[dropcap]T[/dropcap]he RBI and the government managed to pull back from the brink in the nick of time by showing understanding for each other’s positions, thus avoiding a clumsy confrontation that at one stage appeared inevitable.
After a marathon meeting lasting nine hours, the RBI board of directors agreed to work out a loan restructuring scheme for SMEs for loan exposures of up to Rs 25 crore. The board, however, advised that the scheme should be subject to such conditions that are necessary to ensure financial stability. This marked a clear climb down by the apex bank, which was averse to considering any change in the stringent conditions for financing small units on the ground that the banking sector is already reeling under the impact of toxic assets.

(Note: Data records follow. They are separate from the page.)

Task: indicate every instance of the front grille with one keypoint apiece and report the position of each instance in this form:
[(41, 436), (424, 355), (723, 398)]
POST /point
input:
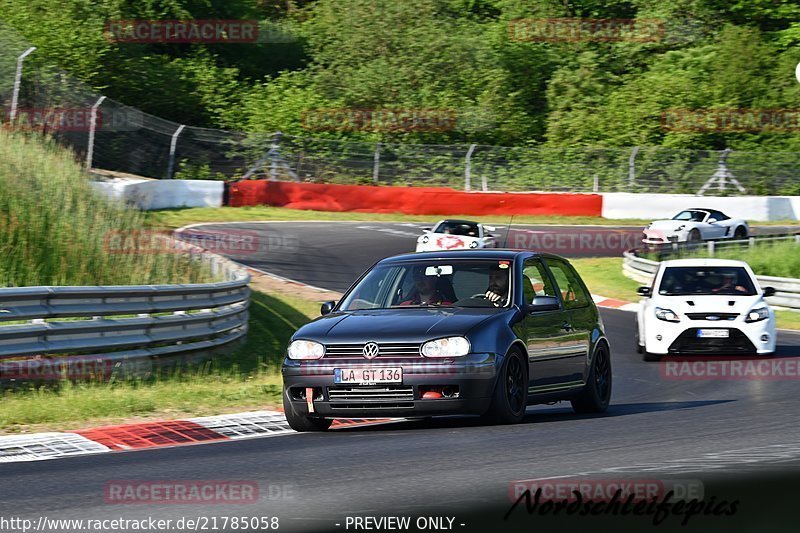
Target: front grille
[(387, 393), (387, 350), (704, 316), (687, 342)]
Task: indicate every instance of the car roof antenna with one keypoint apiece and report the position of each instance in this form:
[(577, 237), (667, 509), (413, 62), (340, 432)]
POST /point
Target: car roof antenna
[(508, 230)]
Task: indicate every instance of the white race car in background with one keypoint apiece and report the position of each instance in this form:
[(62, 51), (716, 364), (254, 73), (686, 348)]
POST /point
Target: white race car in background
[(694, 225), (456, 235), (705, 306)]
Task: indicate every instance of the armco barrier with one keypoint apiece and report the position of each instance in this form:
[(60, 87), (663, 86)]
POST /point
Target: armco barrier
[(409, 200), (787, 290), (186, 320)]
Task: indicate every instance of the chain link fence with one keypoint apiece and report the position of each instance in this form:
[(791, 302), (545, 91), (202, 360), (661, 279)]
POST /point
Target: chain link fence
[(128, 140)]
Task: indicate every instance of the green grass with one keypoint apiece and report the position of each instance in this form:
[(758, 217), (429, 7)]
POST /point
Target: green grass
[(603, 276), (55, 231), (249, 378)]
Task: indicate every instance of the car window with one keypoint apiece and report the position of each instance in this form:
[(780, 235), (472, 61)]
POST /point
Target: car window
[(569, 284), (455, 282), (729, 281), (535, 281)]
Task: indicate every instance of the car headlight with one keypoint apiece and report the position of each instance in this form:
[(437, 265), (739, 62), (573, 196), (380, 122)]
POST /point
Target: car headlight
[(447, 347), (755, 315), (667, 314), (305, 350)]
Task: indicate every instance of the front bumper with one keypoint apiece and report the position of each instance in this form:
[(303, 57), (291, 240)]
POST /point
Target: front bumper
[(472, 376), (744, 338)]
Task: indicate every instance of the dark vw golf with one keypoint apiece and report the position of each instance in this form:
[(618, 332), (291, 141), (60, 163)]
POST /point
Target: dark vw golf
[(482, 332)]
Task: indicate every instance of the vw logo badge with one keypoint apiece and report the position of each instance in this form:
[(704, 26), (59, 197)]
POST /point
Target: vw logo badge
[(370, 350)]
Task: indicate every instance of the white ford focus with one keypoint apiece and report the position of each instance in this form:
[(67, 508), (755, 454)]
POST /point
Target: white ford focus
[(705, 306)]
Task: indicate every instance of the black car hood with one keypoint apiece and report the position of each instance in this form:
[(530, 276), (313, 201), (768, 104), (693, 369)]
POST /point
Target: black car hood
[(396, 325)]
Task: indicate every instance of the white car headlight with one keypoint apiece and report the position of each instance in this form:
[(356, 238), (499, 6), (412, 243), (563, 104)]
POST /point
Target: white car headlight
[(447, 347), (755, 315), (667, 314), (305, 350)]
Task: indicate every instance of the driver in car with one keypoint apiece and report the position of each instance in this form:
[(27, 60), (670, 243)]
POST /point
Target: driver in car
[(425, 292), (497, 292)]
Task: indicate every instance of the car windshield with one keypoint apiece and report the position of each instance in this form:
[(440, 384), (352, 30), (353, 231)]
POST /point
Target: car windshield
[(465, 229), (452, 283), (694, 216), (729, 281)]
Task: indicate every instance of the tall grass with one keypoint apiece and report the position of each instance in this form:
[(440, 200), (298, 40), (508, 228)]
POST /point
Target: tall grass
[(54, 230)]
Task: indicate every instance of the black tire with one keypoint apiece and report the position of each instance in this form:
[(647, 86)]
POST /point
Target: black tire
[(302, 422), (510, 397), (650, 357), (595, 396), (639, 347)]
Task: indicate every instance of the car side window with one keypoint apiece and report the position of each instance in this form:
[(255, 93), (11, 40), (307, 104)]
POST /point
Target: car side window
[(569, 284), (535, 281)]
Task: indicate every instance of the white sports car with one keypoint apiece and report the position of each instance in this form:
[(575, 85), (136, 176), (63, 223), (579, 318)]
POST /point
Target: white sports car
[(705, 306), (694, 225), (456, 235)]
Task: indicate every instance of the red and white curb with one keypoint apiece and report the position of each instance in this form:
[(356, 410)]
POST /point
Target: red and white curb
[(154, 434)]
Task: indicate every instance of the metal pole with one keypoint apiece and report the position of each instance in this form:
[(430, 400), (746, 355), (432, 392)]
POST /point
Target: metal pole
[(17, 83), (468, 168), (173, 144), (92, 127), (632, 168), (376, 163)]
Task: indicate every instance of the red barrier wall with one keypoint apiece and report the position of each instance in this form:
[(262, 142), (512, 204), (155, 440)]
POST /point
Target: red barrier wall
[(409, 200)]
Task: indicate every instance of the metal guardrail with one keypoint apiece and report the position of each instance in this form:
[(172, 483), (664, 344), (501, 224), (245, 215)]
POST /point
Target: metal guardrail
[(787, 290), (95, 324)]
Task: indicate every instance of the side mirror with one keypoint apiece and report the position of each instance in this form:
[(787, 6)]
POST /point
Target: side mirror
[(543, 303)]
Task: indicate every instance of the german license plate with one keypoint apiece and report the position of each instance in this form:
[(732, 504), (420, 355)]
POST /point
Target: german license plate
[(366, 376), (713, 333)]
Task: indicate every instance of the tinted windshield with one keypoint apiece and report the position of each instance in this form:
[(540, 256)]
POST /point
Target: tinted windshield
[(694, 216), (731, 281), (458, 283), (466, 229)]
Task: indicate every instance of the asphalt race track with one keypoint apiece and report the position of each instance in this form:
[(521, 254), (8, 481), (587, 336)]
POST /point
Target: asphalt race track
[(332, 254), (740, 439)]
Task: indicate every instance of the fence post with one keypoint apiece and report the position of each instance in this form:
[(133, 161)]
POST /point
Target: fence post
[(376, 163), (632, 169), (468, 168), (17, 83), (173, 144), (92, 127)]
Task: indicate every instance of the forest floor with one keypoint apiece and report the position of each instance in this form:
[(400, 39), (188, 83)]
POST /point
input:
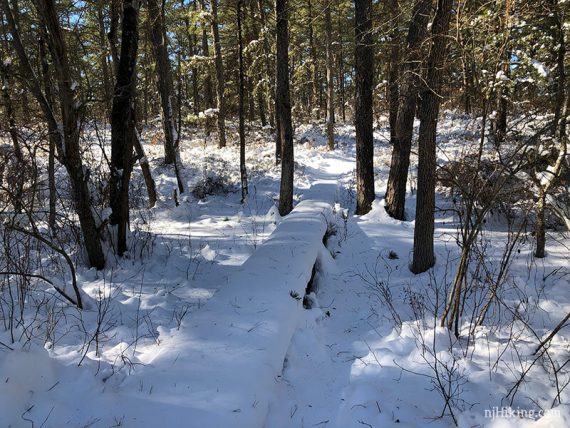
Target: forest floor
[(370, 352)]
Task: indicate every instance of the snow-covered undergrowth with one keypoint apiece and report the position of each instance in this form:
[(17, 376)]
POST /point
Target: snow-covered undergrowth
[(369, 351)]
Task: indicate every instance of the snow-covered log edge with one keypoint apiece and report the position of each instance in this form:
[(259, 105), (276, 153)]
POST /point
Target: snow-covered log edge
[(239, 340)]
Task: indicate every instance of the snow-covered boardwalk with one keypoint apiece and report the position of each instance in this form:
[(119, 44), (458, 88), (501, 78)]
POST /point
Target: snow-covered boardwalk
[(234, 347)]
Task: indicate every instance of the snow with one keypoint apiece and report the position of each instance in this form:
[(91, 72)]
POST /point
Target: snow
[(204, 324)]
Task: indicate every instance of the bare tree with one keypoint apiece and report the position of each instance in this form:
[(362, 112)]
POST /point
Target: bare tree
[(283, 107), (67, 135), (402, 134), (242, 168), (423, 256), (364, 59), (330, 79), (220, 77), (123, 132)]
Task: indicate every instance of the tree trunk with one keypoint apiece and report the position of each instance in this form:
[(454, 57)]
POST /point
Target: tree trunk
[(394, 70), (330, 80), (192, 43), (364, 61), (283, 107), (17, 178), (341, 74), (51, 137), (163, 68), (560, 82), (123, 123), (9, 110), (143, 162), (315, 105), (423, 256), (242, 168), (402, 136), (208, 87), (270, 95), (112, 34), (104, 64), (220, 78), (68, 135)]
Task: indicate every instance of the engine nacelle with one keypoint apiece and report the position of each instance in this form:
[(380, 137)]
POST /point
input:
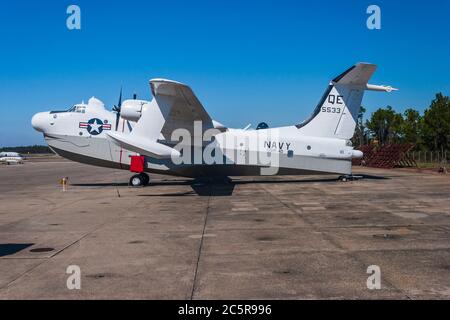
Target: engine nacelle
[(131, 110)]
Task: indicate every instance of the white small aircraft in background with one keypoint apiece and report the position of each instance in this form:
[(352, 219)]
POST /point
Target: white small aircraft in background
[(11, 158), (140, 135)]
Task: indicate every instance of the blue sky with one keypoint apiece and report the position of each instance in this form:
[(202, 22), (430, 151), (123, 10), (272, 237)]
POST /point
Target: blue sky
[(247, 61)]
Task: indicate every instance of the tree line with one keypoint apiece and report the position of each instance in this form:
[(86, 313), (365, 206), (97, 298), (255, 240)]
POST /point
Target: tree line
[(429, 131)]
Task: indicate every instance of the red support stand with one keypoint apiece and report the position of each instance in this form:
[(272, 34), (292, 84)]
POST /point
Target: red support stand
[(137, 164)]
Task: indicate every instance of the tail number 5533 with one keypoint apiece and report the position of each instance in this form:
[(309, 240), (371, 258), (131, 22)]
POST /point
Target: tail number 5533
[(331, 110)]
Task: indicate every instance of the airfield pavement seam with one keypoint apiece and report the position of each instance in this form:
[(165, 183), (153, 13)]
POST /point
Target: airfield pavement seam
[(201, 245), (346, 252)]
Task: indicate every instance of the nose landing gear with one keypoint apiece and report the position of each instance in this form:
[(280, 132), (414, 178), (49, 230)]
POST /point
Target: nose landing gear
[(139, 180)]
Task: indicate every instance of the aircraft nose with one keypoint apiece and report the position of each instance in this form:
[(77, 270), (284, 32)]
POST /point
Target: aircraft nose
[(40, 121)]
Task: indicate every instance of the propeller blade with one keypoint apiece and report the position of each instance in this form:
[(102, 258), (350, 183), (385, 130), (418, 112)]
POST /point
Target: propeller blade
[(118, 107), (120, 98)]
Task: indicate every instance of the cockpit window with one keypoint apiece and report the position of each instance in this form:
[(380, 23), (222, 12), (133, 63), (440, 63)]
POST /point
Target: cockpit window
[(77, 109)]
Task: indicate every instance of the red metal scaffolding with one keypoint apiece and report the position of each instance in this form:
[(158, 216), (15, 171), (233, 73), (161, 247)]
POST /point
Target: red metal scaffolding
[(388, 156)]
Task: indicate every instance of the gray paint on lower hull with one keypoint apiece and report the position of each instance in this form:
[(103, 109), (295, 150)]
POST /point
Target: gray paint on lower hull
[(100, 152)]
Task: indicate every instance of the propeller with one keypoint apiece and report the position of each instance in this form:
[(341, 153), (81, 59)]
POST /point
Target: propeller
[(117, 108), (119, 105)]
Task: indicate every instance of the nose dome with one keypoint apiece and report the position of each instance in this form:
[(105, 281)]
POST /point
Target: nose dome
[(40, 121)]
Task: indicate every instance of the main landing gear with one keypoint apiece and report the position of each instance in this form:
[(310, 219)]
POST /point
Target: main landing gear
[(139, 180)]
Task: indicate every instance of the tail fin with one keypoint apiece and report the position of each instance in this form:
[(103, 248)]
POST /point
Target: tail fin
[(337, 112)]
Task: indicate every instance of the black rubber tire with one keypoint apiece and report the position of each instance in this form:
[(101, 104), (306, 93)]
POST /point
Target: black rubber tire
[(145, 177), (137, 181)]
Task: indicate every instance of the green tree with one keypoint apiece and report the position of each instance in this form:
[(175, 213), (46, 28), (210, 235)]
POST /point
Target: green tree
[(386, 125), (436, 124), (412, 127)]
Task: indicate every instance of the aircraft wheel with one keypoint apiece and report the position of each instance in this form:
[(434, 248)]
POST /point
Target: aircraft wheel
[(145, 177), (137, 181)]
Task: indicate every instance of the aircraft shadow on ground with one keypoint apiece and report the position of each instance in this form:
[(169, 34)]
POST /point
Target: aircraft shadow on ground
[(7, 249), (220, 189), (225, 187)]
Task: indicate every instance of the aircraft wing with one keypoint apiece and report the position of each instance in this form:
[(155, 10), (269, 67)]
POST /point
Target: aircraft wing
[(180, 106)]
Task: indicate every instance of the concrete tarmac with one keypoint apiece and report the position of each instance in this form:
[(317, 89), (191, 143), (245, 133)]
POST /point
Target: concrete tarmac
[(255, 238)]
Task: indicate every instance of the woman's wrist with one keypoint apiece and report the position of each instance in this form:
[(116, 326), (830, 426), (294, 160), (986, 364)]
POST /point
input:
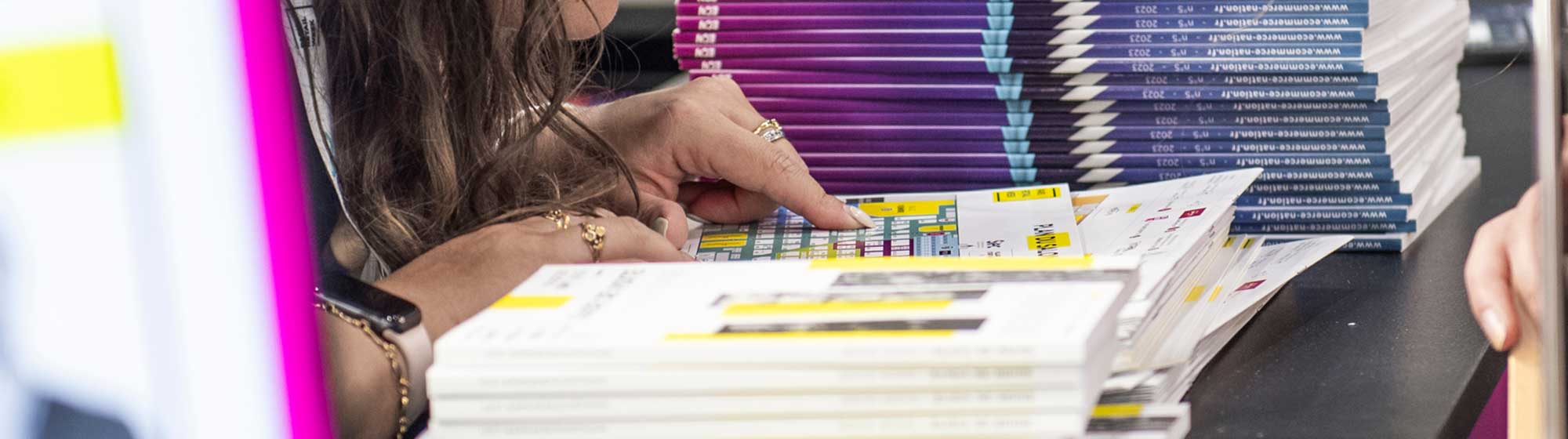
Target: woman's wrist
[(365, 388)]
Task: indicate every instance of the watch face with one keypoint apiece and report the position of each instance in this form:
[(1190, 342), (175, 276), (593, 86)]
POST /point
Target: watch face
[(382, 310)]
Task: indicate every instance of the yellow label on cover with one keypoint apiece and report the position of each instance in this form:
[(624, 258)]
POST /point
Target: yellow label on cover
[(59, 89), (1117, 412), (1089, 200), (531, 302), (906, 208), (813, 335), (1050, 241), (724, 238), (1026, 195), (954, 264), (1196, 294), (827, 308), (736, 244)]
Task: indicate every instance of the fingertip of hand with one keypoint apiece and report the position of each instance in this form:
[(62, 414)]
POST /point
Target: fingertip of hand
[(1497, 330), (860, 217)]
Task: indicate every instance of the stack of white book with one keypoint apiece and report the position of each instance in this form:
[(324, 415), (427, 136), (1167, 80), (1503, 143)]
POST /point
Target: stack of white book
[(848, 349), (1250, 274), (844, 335)]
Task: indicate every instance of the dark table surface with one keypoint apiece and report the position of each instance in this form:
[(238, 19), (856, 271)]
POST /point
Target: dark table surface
[(1382, 346)]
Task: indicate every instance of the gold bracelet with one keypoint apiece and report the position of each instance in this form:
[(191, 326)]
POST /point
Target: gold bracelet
[(393, 357)]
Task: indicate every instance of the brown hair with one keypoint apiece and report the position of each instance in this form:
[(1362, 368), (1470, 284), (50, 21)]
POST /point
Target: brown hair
[(449, 117)]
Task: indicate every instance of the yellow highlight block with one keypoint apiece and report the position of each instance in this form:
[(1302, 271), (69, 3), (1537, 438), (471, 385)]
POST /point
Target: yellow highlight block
[(1117, 412), (738, 244), (1050, 241), (1026, 195), (954, 264), (829, 308), (1196, 294), (906, 208), (59, 89), (725, 238), (813, 335), (531, 302), (938, 228)]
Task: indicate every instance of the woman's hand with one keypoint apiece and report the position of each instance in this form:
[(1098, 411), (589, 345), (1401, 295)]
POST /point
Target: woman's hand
[(463, 277), (456, 281), (705, 129), (1503, 266)]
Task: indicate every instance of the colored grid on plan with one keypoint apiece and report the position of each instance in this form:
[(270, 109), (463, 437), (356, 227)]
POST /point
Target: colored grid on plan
[(912, 228)]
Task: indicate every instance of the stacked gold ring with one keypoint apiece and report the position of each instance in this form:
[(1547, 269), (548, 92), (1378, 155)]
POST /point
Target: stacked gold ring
[(595, 238), (561, 219), (771, 131)]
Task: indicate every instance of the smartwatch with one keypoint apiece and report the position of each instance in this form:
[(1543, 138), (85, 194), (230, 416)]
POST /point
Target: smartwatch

RBI also agreed to review the Prompt Corrective Action framework under which the weaker banks were restrained from lending to small and medium businesses. As per the new decision, RBI’s board of financial supervision (BFS) will ease some of the stringent conditions on 11 public sector banks that had been identified as weak in view of their bad loans. Also being relaxed are the prevailing norms on the Capital Conservation Buffer, which is the extra capital banks hold above their mandatory capital, and this is expected to make more money available to the banks to lend.
The reaching of common ground was helped by backroom efforts by the two sides, which were preceded by occasional bouts of aggressive posturing by the two sides, including the unprecedented step of invoking sections of the RBI Act, which enabled the government to make effective intervention to influence the policies to be followed by the banking supervisor. Governor Urjit Patel had at one stage even threatened to quit if the government forced the issue, but good sense prevailed after the two sides expressed appreciation of each other’s points of view.
Simultaneously, the Modi government had turned up the heat by changing the character of the RBI Board by packing it with members who would do the government’s bidding. There have been widespread protests that the government was destroying the integrity and independence of the RBI by inducting members who held views similar to the known positions of saffron outfits. And some of these members, particularly, S Gurumurthy, had embarked on a build-up in favour of the government ahead of the crucial RBI meeting.
In the event of a confrontation, the board was heavily skewed in favour of the government and this would have definitely played on the minds of the governor as well as other directors backing him. It is indeed satisfying that the two sides have managed to avert a crisis, which would have adversely affected all the parties involved, including the financial markets, which have been closely watching the developments.